Whelan and Hachey decided they also did not want Down syndrome and the variety of well-intended responses it evoked, to be at the core of every conversation for months to come.

"I wrote the blog to let people know about Izzy but I’m glad I wrote it for other reasons. If I hadn’t written it, I wouldn’t remember half of it. It would be lost in all that has happened since then. Reading it today, I want to give the woman who wrote it a hug, to tell her it is going to be far better than she can imagine.”

It was the kind of heartfelt blog quickly shared by friends and carried far and wide on social media.

“I was sitting with Izzy at the airport and had a conversation with a stranger. I was shocked when she brought up the blog and asked if I had written it.”

Izzy’s arrival has prompted Whelan to reflect on science and fate and faith.

“I think about all those things more than I used to but I don’t have any answers. I just know Izzy has brought us such growth and happiness. Her Trisomy 21 is neither good nor bad, it just is. In the beginning it was everything and now we go days without remembering she has Down syndrome. ”

Izzy is a healthy baby, so healthy that Whelan has been told her track of care is the same as any other baby’s. She does not have the heart defect many Down syndrome babies are born with, nor does she have difficulty in nursing, which is also common. As eager students of Down syndrome, Whelan and Hachey have sought services and resources that may help Izzy on her journey.

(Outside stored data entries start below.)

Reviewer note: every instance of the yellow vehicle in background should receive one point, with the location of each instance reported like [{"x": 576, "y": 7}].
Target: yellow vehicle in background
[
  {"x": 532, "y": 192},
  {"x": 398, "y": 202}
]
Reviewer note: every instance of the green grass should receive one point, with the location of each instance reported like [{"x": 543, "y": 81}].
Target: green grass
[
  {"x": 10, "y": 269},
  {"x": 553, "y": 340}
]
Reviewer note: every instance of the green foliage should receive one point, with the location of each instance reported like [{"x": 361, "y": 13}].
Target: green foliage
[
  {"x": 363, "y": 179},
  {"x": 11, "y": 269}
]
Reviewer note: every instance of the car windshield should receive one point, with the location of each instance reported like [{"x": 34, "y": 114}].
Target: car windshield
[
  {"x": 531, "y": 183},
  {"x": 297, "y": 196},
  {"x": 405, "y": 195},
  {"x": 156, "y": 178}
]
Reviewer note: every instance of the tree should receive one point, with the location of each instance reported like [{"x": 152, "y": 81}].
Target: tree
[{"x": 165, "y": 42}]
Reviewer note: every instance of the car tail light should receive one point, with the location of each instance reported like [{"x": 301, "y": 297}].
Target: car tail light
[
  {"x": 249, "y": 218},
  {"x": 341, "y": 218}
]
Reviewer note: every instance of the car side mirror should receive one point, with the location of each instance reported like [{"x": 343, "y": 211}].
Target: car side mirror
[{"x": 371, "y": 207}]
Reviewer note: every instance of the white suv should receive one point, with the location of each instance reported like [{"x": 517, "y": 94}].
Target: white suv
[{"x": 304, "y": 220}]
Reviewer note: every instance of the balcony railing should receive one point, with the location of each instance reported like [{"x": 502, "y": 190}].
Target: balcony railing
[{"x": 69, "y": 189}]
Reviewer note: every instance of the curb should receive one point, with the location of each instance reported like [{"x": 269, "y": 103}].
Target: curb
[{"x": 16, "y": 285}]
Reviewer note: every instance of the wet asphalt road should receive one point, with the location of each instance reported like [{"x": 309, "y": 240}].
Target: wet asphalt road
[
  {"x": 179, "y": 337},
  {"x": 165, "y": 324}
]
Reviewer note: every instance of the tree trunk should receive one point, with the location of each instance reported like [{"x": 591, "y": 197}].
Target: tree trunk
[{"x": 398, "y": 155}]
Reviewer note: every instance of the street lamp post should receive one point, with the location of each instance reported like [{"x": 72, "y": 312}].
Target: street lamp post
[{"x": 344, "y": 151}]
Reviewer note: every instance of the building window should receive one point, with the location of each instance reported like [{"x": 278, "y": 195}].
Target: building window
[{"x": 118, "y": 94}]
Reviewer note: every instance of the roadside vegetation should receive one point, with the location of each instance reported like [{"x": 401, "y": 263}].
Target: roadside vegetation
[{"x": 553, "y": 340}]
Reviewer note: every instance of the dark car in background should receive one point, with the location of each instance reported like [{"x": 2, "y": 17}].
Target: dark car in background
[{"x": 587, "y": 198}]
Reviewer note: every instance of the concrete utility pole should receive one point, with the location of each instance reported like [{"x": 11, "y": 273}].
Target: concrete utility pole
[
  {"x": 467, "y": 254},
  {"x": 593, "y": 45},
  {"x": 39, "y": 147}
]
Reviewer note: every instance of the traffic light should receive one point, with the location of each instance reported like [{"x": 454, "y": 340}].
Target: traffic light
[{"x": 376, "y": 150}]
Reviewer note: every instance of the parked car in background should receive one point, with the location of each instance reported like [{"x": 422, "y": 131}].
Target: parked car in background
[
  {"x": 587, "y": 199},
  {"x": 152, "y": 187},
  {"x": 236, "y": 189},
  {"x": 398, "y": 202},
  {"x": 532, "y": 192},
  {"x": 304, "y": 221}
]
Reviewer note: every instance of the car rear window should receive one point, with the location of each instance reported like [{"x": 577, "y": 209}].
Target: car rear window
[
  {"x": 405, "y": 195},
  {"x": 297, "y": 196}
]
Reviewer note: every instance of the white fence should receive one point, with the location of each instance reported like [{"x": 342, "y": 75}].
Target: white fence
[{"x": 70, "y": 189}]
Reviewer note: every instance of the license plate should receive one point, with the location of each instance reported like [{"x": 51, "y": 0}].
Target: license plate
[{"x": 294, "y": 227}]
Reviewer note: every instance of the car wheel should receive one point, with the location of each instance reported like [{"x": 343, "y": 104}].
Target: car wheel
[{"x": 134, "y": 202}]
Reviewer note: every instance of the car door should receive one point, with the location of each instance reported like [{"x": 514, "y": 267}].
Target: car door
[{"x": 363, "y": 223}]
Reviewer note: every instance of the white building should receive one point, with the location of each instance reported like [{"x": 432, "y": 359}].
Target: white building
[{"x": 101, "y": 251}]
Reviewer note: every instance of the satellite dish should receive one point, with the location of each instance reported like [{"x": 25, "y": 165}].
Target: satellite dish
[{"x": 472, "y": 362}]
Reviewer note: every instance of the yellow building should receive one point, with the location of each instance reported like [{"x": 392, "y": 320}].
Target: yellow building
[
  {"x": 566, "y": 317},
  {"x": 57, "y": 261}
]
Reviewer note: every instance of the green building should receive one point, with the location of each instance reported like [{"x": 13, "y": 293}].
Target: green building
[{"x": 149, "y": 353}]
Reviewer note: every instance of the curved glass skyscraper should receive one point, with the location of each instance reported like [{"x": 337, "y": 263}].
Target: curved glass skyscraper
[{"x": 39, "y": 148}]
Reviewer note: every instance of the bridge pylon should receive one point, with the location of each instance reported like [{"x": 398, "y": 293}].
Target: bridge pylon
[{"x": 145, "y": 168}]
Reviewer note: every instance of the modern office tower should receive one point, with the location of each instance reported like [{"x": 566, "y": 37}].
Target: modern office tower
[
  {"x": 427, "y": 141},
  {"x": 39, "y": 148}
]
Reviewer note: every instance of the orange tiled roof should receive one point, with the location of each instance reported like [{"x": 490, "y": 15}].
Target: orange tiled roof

“We’re involved with an early intervention program and we’re already in line for speech therapy. There is an online group of Nova Scotia parents with Down syndrome children that I’ve found extremely helpful and we’ve had some get-togethers with families in this part of the province.”

The worries and fears of that first 24 hours have not left Whelan but she has put them on the shelf, to be dealt with if and when necessary.

“Children teach us so many lessons but for me the biggest one has been to enjoy today with Dave and Simon and Izzy. I don’t want to miss its joy by worrying about what might happen down the road.”